Gli archi plantari hanno la funzione di trasformare le spinte verticali in spinte laterali allo scopo di migliorare la distribuzione del peso corporeo sulla esigua superficie del piede, sia in posizione eretta che durante la deambulazione. In particolare, l’arco mediale (il centro della volta) è deputato a sostenere l'intero peso corporeo (in stazione eretta il baricentro corporeo si scarica all'apice dell'arco mediale, che distribuisce il peso suò primo e quinto metatarso e sul calcagno, come si è detto).
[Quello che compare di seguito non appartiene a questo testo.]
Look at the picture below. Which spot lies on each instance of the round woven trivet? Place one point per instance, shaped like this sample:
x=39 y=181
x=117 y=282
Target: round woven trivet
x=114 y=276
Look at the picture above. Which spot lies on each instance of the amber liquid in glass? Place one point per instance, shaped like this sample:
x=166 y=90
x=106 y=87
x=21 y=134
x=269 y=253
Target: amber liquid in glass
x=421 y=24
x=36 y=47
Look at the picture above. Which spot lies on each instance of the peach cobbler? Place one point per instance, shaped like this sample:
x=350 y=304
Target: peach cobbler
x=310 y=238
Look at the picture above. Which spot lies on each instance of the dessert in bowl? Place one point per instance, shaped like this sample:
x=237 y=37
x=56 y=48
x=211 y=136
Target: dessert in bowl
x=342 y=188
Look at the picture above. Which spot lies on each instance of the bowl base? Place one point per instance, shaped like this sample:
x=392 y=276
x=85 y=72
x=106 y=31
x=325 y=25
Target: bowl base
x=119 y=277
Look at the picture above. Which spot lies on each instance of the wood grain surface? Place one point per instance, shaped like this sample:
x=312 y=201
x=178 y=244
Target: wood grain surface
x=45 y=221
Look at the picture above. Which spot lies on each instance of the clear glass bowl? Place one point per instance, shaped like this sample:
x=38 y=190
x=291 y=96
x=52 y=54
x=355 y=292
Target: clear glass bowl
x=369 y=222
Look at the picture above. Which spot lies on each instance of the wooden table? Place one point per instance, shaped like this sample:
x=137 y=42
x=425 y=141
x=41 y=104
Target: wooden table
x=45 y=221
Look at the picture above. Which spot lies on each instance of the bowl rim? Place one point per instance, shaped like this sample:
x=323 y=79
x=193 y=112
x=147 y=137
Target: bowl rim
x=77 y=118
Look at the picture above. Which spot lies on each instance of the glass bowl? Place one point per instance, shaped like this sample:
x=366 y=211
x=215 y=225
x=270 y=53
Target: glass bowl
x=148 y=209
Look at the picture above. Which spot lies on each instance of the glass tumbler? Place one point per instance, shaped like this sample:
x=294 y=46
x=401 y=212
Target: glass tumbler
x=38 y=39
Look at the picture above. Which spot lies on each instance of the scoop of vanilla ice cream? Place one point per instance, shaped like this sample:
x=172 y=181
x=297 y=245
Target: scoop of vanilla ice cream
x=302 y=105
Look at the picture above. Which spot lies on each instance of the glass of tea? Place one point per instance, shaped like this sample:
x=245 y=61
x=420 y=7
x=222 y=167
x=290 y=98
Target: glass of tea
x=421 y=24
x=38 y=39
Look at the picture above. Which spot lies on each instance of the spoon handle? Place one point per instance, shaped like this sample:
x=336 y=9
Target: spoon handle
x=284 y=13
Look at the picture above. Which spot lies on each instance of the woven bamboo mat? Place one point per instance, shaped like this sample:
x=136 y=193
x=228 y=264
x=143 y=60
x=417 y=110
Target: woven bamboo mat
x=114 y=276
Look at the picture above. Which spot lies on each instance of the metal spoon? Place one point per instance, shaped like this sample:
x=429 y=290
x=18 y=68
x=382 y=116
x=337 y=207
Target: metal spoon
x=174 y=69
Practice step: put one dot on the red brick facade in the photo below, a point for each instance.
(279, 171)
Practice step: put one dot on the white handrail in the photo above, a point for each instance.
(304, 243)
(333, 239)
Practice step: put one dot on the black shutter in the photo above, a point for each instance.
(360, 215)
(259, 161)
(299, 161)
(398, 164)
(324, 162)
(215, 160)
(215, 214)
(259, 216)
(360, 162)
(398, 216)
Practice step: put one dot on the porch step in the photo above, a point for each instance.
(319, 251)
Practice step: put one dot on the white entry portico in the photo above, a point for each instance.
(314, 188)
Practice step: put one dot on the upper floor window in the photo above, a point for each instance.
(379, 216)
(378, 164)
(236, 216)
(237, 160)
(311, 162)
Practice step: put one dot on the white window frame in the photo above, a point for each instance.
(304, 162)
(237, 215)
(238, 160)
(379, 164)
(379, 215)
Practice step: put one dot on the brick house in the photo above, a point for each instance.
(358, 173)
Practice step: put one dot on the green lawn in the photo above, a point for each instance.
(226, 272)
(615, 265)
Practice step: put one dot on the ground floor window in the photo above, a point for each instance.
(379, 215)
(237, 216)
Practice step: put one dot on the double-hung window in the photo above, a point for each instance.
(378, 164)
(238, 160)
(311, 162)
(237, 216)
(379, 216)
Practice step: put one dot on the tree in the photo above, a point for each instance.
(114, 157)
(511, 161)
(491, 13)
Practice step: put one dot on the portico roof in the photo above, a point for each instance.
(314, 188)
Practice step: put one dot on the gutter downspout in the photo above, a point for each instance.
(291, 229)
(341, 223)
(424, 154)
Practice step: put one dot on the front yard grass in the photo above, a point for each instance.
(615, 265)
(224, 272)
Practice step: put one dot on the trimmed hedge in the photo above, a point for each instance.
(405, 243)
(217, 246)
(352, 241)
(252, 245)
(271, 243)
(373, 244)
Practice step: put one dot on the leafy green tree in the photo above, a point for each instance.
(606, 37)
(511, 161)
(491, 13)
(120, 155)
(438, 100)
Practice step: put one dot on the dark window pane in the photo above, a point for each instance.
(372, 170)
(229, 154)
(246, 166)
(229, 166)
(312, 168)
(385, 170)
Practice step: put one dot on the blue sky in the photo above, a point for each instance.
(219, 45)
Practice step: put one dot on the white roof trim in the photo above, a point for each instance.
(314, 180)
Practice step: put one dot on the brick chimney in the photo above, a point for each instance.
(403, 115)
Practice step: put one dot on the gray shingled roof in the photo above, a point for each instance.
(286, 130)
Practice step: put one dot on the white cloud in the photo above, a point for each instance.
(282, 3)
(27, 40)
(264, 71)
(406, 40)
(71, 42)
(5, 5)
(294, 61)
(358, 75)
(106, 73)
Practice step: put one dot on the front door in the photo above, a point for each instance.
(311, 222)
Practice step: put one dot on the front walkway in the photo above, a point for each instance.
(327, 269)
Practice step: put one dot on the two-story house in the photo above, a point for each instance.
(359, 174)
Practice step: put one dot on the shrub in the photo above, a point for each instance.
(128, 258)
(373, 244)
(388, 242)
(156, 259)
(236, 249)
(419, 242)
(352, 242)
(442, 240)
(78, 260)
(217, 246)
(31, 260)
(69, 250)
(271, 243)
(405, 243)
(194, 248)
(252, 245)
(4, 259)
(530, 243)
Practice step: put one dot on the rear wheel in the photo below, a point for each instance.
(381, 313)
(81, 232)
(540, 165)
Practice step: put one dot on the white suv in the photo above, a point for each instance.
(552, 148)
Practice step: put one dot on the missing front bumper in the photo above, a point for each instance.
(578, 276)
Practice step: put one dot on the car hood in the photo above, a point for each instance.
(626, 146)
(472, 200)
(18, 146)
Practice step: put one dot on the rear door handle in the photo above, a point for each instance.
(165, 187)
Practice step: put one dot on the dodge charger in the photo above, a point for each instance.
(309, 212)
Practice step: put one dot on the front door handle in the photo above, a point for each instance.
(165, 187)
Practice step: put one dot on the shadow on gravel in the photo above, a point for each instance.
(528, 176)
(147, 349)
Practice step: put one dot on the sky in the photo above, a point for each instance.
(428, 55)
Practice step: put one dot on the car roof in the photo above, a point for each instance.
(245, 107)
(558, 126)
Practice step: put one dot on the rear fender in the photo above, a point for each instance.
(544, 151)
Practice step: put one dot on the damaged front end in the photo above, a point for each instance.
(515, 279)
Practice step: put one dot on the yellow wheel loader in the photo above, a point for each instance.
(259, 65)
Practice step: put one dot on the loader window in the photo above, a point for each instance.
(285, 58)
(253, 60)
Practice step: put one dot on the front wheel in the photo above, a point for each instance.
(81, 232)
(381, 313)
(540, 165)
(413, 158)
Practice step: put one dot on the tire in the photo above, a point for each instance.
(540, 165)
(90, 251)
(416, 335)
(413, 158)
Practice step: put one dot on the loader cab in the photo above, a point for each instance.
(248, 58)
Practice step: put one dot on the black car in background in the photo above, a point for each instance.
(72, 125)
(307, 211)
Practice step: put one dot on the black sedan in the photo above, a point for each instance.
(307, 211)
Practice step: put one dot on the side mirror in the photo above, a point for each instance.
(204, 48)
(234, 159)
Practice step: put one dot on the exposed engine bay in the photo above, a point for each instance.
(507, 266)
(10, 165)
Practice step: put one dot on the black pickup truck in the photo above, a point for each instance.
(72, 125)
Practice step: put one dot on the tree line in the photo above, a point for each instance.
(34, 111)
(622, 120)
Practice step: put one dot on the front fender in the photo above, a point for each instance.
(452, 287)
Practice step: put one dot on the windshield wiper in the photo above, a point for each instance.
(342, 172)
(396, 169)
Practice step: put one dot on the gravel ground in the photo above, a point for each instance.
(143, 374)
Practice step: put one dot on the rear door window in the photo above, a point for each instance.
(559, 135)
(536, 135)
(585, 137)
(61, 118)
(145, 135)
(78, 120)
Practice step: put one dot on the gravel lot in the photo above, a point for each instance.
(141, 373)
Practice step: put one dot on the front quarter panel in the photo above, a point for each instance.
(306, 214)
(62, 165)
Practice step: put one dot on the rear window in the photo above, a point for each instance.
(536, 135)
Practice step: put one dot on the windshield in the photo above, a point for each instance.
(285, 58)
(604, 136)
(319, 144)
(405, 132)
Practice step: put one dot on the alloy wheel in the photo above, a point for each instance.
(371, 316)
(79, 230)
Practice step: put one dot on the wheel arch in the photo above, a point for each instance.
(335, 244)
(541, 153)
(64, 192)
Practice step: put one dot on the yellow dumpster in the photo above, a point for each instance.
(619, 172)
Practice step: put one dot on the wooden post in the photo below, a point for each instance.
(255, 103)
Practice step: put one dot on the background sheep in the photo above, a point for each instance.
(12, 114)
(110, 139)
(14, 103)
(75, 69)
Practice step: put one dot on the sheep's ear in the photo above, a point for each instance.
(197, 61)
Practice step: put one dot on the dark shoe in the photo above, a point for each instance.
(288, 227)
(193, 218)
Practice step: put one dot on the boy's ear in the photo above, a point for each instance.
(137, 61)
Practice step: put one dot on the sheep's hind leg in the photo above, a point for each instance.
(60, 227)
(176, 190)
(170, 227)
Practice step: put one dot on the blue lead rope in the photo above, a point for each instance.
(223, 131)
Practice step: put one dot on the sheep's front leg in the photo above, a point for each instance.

Ogni arco plantare ha dei cunei, costituiti dalle ossa del tarso e del metatarso, e una chiave di volta, la più apicale delle ossa che compone l'arco e che è caratterizzata dall'inserzione di un muscolo della gamba che la sorregge e impedisce all'arco di crollare. Come in architettura, l'arco è in grado di sostenere grandi carichi verticali purchè le basi siano stabili, in caso contrario l'arco cede. L'azione dei muscoli è quindi mirata a sostenere la chiave di volta degli archi plantari. Tra l’altro, non essendo l'arco plantare costituito da un unico osso, cosa che lo renderebbe rigido ed inadeguato a sostenere le sollecitazioni dinamiche, la tensione muscolo-legamentosa diventa fondamentale: essa stabilizza dinamicamente la volta plantare.

Esistono tre tipi di altezza dell’arcata plantare. Chi ha il piede piatto o un arco molto basso, tende ad avere un’iperpronazione. Viceversa, chi ha un arco alto tende ad avere una supinazione o un’ipopronazione. Questi difetti possono influire sulla postura e sulla locomozione.

Le dita dei piedi non possiedono un nome specifico, eccetto l’alluce, omologo del pollice e il più grosso tra le dita del piede; per cui si è soliti assegnare un numero alle dita secondo la loro posizione. Così - partendo dal dito più vicino all'asse del corpo verso quello situato più lateralmente - le dita del piede sono dette primo dito, secondo dito, terzo dito, quarto dito e quinto dito del piede.

Nel piede ci sono anche tessuti specializzati come vasi e nervi, con rami terminali e collaterali (per la funzione motoria e quella sensitiva) e muscolatura intrinseca ed estrinseca.

Il piede deve essere protetto con l'uso di calzature idonee e attentamente curato, cercando di prevenire ogni eventuale patologia. Un piede che non dà segno di sé è un piede normale, mentre un piede che si fa “sentire” può essere un piede malato. Si possono infatti verificare eventi traumatici, patologie degenerative, infiammazioni, deformità congenite o acquisite che alterano il movimento del piede, la deambulazione o la postura dell'intero corpo.

Le patologie più diffuse sono l'alluce valgo, l'alluce rigido, possibili deformità delle dita, il neuroma di Morton, la fascite plantare e la spina calcaneare, la distorsione dell'articolazione dell'alluce, il piede piatto.

In tutti questiasi, occorre intraprendere le cure più adeguate per risolvere i problemi che si sono verificati e recuperare la funzionalità del piede, sottoponendosi ad una visita ortopedica specialistica.